Journal Wrap | A national survey of more than 1,000 adult hospitalists given clinical vignettes found frequent overuse of testing/treatment in preoperative evaluation and management of syncope. The results, published in the Annals of Internal Medicine, suggest the primary determinant of overuse was often the desire to provide reassurance to patients or themselves.

The vignettes that comprised the survey contained the same clinical presentation, but differed in the following two circumstances: whether a family member requested additional care and whether the family member's occupation was provided (son identified as a physician or wife identified as an attorney). Treatment choice within each clinical vignette was the primary outcome. For preoperative testing, any response other than "no further testing" was considered overuse; for syncope, any response that included "hospitalization" constituted overuse. Respondents were also asked to provide "the most likely primary driver of the hospitalist's decision" (in particular, whether the practice choices resulted from a desire to follow scientific guidance or some other motivation).

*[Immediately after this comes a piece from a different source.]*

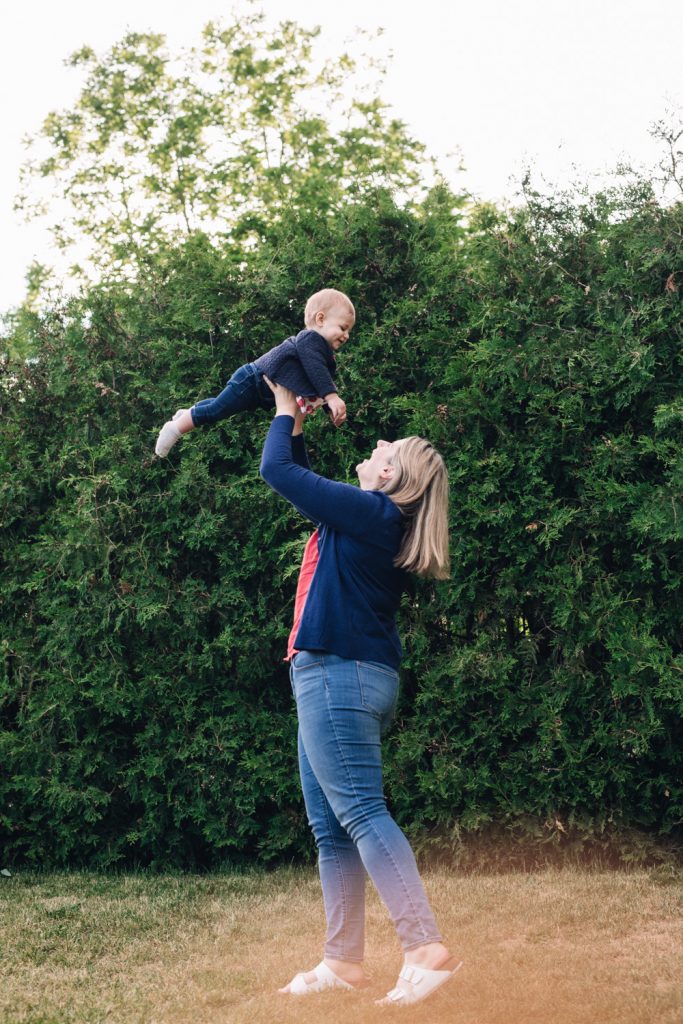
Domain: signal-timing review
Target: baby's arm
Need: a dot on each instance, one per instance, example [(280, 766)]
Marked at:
[(337, 408)]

Overall results found that overuse was selected in 52-65% of the preoperative evaluation vignettes and 82-85% of the syncope vignettes. In preoperative evaluation, treatment choices were driven by something other than scientific evidence (e.g., reassurance for family member) in 38% of all responses. In 61% of all responses, the primary determinant of treatment choice was a factor other than clinical guidelines. Study authors did note that practicing in a Veterans Affair setting significantly decreased the risk for overuse both in preoperative evaluation and syncope.

"This is an interesting survey that addresses factors that may underlie overutilization of health care in two commonly encountered scenarios: preoperative evaluation and syncope," according to Prashant Vaishnava, MD, in an ACC Journal Scan. "Hospitalists selected unnecessary care in the majority of responses. What is perhaps most interesting is that the primary determinant for this practice pattern was often the need to provide reassurance for themselves and/or the patient. Lack of awareness of the guidelines was often not a key factor. Certainly, future efforts aimed at curbing overutilization should address the issue of reassurance behaviors."

Reference

  1. Kachalia A, Berg A, Fagerlin A, et al. Ann Intern Med. 2015;162:100-8.